The abstract page sums the effort up pretty well:
The purpose of the Application Architecture Guide 2.0 is to improve your effectiveness building applications on the Microsoft platform. The primary audience is solution architects and developer leads. The guide will provide design-level guidance for the architecture and design of applications built on the .NET Framework. It focuses on the most common types of applications, partitioning application functionality into layers, components, and services, and walks through their key design characteristics.
- Canonical app frame – describes at a meta-level, the tiers and layers that an architect should consider. Each tier/layer will be described in terms of its focus, function, capabilities, common design patterns and technologies.
- App Types – 5-7 canonical application archetypes to illustrate common application types. Each archetype will be described in terms of the target scenarios, technologies, patterns and infrastructure it contains. Each archetype will be mapped to the canonical app frame.

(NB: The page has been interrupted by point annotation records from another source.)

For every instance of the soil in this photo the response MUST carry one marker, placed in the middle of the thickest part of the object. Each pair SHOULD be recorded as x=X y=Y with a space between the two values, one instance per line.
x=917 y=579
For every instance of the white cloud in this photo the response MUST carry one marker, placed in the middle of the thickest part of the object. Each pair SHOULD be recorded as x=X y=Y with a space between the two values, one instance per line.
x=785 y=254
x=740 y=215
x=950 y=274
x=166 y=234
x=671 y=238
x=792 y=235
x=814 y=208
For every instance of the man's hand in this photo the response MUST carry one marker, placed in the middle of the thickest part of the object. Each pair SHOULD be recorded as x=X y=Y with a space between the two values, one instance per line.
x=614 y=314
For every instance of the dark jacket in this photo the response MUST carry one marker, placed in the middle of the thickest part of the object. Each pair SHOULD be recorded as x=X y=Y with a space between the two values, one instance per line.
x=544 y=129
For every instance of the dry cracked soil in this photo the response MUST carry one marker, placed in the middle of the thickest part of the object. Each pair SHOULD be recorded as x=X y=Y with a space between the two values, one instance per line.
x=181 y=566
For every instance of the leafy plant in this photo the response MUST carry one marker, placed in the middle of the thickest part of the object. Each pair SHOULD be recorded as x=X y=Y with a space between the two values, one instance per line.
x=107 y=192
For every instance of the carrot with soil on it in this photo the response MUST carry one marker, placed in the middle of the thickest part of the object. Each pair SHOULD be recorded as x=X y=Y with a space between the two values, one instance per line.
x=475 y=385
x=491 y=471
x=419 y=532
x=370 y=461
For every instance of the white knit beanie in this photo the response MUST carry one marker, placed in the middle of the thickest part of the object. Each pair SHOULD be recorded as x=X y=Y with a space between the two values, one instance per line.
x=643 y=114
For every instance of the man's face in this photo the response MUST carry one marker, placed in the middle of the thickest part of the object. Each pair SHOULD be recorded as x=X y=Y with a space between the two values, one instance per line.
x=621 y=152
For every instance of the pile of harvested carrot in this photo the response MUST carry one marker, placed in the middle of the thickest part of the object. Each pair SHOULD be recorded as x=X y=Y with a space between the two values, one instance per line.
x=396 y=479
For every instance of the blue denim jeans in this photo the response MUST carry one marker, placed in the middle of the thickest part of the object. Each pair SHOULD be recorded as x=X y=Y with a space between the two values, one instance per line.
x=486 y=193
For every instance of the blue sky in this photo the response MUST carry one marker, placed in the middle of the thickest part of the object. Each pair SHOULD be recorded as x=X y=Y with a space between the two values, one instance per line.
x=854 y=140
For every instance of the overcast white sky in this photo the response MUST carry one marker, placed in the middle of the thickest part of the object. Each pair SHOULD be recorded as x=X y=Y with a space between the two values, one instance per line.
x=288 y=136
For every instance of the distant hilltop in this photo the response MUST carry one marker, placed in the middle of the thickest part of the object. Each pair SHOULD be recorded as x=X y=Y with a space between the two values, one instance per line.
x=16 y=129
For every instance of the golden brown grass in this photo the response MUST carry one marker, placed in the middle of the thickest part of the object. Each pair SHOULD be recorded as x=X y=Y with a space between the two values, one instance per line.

They are illustrative of common app types and not comprehensive or definitive.
- Arch Frame – a common set of categories for hot spots for key engineering decisions.
- Quality Attributes – a set of qualities/abilities that shape your application architecture: performance, security, scalability, manageability, deployment, communication, etc.
- Principles, patterns and practices – Using the frames as backdrops, the guide will overlay relevant principles, patterns, and practices.
- Technologies and capabilities – a description/overview of the Microsoft custom app dev platform and the main technologies and capabilities within it.
That just sounds like informative reading, doesn’t it?
A couple of other reasons why I like this:
- The application types include mobile applications.
- There is a video section, that has videos on MVC and MVP.
- Has other interesting artifacts like cheat sheets, Explained pages, Guidelines, and How To’s.
- We’ll hopefully see this in book form.
So, check it out and see if this is a good effort.